9. The power tool according to any one of the preceding claims, wherein at least one of the first and second parts of the housing comprises a pin (111; 112) arranged at an inner surface of said part, and wherein the drive train assembly comprises an outer sleeve (110) comprising a hole (120) adapted to receive the pin, such that a contact pressure between the pin and an edge (120a) of the hole is provided by a relative movement between the assembled housing and the drive train assembly.

10. The power tool of claim 9, wherein the relative movement between the assembled housing and the drive train assembly is a relative axial movement provided by relative rotation of a threaded sleeve and a retaining ring.

11. The power tool of claim 9 or 10, wherein the pin is adapted to provide an electrical connection to ground.

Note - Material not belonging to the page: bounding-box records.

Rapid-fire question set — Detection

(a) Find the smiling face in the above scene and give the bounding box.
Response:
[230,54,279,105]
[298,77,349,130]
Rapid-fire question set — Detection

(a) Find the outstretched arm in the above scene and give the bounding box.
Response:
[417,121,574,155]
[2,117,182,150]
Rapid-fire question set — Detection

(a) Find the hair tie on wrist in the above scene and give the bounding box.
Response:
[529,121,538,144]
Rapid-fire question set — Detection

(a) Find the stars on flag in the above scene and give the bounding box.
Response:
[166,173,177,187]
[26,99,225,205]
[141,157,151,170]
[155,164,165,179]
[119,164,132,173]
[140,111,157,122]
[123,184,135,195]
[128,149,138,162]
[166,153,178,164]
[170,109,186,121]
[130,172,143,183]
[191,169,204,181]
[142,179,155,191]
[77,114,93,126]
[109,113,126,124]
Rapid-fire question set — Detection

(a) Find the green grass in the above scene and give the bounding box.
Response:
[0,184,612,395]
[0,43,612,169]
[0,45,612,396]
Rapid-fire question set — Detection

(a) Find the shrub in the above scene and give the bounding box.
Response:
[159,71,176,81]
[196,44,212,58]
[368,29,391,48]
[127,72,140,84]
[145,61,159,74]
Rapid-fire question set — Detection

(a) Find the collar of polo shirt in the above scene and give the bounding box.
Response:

12. An assembly method for assembling a power tool according to any one of the preceding claims, the method comprising the steps of:

-providing a first housing part and arranging a drive train assembly in said first part,

-providing a second housing part and arranging said second part on said first part (top) so as to at least partially enclose said drive train assembly, and

-providing a retaining ring and producing an axial displacement between the ring and the assembled housing, thereby providing a radial force between the first and second parts of the housing, forcing the first and second housing parts together.

13. The assembly method for assembling a power tool according to any one of the preceding claims, the method further comprising the steps of:

-providing a threaded sleeve coupled to the drive train assembly and producing an axial displacement between the drive train assembly and the housing by relative rotation between the retaining ring and the threaded sleeve.